Ugandan music inspired when we least expected it - this artist was singing in the foyer as the warm-up act for the National Theatre's comedy night

By anybody’s estimation my visit to Nigeria was a big, expensive detour in the Cairo to Cape Town trip.

There were many good journalistic reasons for going to Nigeria: its phenomenal growth rate, both in terms of GDP (8%) and in terms of population (1 in 5 Africans is Nigerian), its social enterprises and its ‘repat’ phenomenon – with Nigerians educated abroad all clamouring to come home – make it one of Africa’s most interesting countries.

But all these reasons were not quite as exciting as my big cultural reason: a man named Fela Kuti and his music which, in the late 60s, helped pioneer a wave of new African music called Afrobeat.

Not coming from a musical household, I was introduced to the Nigerian working-class hero who is Fela late in life, as a 20-year-old buying music regularly from my African pirated-CD-seller and music-adviser on a beach in Greece.

For me, like so many others, Fela’s music rocked my world.

Thanks to Fela’s hot sounds Nigeria developed as a party destination.
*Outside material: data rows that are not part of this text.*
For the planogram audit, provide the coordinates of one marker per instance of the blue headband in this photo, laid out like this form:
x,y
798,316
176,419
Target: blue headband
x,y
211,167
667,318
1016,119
That description still holds true but it is not exciting live artists that people dance to any day of the week. I’ll be honest: Nigeria’s music scene disappointed me.
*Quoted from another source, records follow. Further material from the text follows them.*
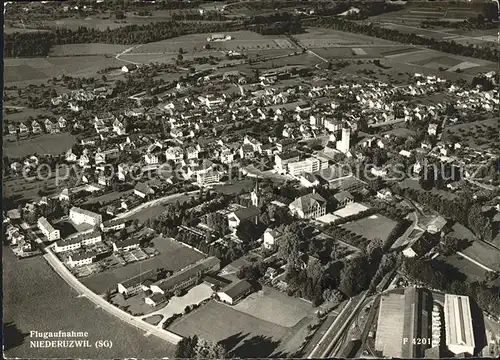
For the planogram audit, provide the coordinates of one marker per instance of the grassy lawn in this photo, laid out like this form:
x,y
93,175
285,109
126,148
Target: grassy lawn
x,y
371,227
173,256
218,322
471,270
37,299
53,144
276,307
153,319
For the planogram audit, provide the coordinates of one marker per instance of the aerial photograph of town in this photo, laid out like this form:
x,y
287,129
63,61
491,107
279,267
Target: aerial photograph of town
x,y
251,179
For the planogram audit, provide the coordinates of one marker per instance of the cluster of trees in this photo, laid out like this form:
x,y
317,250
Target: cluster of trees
x,y
452,47
460,209
439,275
192,347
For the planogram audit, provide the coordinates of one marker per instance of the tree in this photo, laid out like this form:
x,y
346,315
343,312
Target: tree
x,y
186,347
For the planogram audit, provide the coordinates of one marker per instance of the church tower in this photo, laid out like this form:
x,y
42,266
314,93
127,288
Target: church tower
x,y
254,196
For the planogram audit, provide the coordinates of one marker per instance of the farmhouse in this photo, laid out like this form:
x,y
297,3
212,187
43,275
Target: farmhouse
x,y
48,230
309,206
137,283
81,216
235,292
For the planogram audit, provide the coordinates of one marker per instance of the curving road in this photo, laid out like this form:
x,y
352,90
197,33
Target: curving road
x,y
67,276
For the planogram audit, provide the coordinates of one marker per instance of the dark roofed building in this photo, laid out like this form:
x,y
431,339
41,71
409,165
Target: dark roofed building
x,y
134,285
309,206
235,291
187,277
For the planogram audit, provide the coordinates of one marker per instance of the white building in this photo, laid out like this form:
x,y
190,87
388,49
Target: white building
x,y
458,324
343,145
81,216
48,230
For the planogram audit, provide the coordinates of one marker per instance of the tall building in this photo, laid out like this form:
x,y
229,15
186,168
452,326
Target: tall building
x,y
458,324
344,143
Instead of brash new bands playing in sweaty clubs – new live music venues emerging every night (a tradition which I understand has been transferred to Senegal), Nigeria’s youngsters are mainly in the hands of pop – and in particular home-grown international stars P-Square.
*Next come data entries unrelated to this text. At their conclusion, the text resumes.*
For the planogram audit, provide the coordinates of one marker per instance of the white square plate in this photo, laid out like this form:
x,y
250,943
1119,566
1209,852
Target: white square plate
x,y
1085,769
Their music was played in every club and every long shared taxi ride we took (including the one where I was one of four passengers on the two front seats – the driver changing CDs, and gears, over another woman’s leg).

In the end, I couldn’t resist and bought a P-Square CD, their music – and the noise of generators – formed my soundtrack to Nigeria.

Of course I was only in Nigeria for 18-days. I was forced to choose between visiting the drill monkey ranch, with its formidable jungle sounds, and seeing Fela’s son Femi perform in the re-built Fela venue – the New Afrika Shrine.

Ex-pats who were there raved about Femi’s performance – both the music and the political monologues. Perhaps it was a mistake to miss it but the truth is I was sure we would find a young-up-and-comer in the bars of Calabar. We didn’t – just a Fela tribute act.

Of course there are other non-teenie-pop Nigerian musicians out there. Through friends we were introduced to Asa and Bez, both of whom produce great sounds. But Asha is produced in France – and besides, it was raw live music that I was really seeking.

And so we left Nigeria and my unfulfilled music mission has made me think more and more about the sounds of Africa.

While still at the beginning of our trip I remember telling a fellow traveller that I felt Egypt’s soundtrack was that of bad air-conditioning units – that, and football matches.

In Ethiopia, the distinctive, traditional, shoulder-shaking beats held sway.

In Uganda’s capital Kampala, still reeling from my lack of success in Nigeria, I searched out many live music opportunities.

The old-fashioned Afrigo Band was impressive, but having held court in Kampala for nigh-on 35 years it sometimes showed its age – at one point early in the night I felt like I was at a Caribbean resort and might any moment see a woman with blue-rinsed hair and knitting sticks!

I would, however, like to stress that this was only early in the night, the music and the crowd got hotter as the night went on.

I also went to the National Theatre’s weekly Monday night open-jam. It was fun but all the songs were covers and mainly Western covers at that.

On Thursday night salvation came when I least expected it. I was at the National Theatre again, this time for a comedy night, but there was a warm-up musician. His voice was deep, beautiful and raw and he interspersed Bob Marley and Cat Stevens covers with his own reggae-inspired music.

It was exactly the sort of unexpected treasure I was seeking and I knew Africa would at some point deliver.

Now in Juba, South Sudan, the newest capital city in the world, I’m writing this to a different sort of soundtrack. Fighting for aural supremacy are hundreds of little yellow birds chattering among themselves from their pretty oval nests hanging off four palm trees, and, building works: the noise of picks and the noise of generators powering electric tools as this frontier town expands towards its destiny.

Half the trip gone. So many sounds heard, so many sounds still to hear.